Subject: Re: autoconfiguration question
To: None <thorpej@nas.nasa.gov>
From: Martin Husemann <martin@rumolt.teuto.de>
List: tech-kern
Date: 05/26/1997 20:03:45
> ...as would I. I would think that the sync PPP support could be added
> to our PPP, and the changes be sent back to Paul.
Hmm - we ARE doing Sync PPP with NetBSD-current's pppd, it's just a tweaked
Makefile and sys-bsd.c replaced by sys-isdn.c. - works great. Paul made
some provisions (by splitting ppp_tty.c from if_ppp.c) to use the main
ppp stack for something not a tty device, so sppp and ppp could share
a lot of kernel code. I haven't looked at the FreeBSD implementation in
detail, so I don't know if they make use of this.

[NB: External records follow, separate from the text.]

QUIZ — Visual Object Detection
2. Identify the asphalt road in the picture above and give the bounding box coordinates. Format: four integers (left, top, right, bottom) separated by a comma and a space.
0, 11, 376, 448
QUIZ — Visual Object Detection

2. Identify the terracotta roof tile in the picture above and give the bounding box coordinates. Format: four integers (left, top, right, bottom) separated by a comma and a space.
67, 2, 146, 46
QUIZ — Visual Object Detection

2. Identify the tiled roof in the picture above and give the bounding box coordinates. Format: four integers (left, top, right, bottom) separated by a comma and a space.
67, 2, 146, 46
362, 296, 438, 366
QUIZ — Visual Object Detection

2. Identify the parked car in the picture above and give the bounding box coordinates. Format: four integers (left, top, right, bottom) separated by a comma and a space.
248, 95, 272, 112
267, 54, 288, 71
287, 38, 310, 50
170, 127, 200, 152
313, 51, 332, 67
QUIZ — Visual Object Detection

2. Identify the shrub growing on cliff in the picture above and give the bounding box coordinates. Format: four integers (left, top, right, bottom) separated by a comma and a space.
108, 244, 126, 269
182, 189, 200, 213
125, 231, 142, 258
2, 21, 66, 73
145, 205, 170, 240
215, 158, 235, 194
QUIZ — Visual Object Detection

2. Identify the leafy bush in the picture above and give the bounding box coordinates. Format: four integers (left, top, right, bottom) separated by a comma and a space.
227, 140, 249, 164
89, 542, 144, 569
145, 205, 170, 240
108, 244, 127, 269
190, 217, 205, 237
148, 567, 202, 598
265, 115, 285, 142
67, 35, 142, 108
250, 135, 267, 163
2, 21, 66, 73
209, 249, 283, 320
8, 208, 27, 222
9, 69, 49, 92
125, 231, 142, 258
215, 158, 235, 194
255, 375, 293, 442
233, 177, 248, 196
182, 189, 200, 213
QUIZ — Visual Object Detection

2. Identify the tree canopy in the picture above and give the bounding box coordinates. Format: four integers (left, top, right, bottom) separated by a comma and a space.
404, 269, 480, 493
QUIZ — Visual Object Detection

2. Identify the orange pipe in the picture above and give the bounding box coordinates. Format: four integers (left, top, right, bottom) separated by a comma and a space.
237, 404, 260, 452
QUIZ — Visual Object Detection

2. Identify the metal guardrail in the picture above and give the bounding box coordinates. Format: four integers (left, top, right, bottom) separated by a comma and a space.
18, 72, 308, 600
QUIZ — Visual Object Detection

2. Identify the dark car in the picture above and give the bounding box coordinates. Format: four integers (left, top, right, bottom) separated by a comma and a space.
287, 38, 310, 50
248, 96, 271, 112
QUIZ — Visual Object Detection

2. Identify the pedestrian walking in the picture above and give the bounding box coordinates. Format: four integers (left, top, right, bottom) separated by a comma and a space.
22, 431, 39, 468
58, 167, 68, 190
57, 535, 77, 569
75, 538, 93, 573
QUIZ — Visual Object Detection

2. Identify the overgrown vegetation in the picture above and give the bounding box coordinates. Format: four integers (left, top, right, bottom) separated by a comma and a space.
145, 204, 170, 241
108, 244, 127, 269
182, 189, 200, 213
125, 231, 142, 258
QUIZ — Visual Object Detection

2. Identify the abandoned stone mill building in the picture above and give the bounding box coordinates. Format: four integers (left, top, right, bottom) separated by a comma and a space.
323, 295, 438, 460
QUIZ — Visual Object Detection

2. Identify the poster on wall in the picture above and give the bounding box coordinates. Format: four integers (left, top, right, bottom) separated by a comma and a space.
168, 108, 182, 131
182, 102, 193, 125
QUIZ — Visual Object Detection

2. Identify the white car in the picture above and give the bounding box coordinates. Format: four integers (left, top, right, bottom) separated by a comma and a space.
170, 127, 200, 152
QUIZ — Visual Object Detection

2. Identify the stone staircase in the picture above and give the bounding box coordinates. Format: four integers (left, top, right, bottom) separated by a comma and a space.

Like always design is a tradeoff. We now have two (userland) daemons involved
in a Sync PPP connection: the ISDN management daemon, which spawns pppd as
soon as a connection is established or outbound packets pending. Both daemons
have to communicate with each other and the kernel, both have to have
matching configurations. And there is a noticable penalty involved in firing
up pppd with respect to connection establishement time. As soon as the
connection is up and the used ppp protocols are up there is no difference
between the pppd and the sppp approach.
We will try to integrate parts of pppd into the ISDN management daemon,
hopefully by compiling the relevant modules from pppd into it. Maybe we'll
end up with libppp.so.x.y?
There are some things that must be done in userlang (CHAP and PAP secrets,
for example) and some things that might be done in userland (initial protocol
negotiation et al.), but the border is not realy fixed. Avoiding kernel bloat
is a maxime shared by us all, I guess.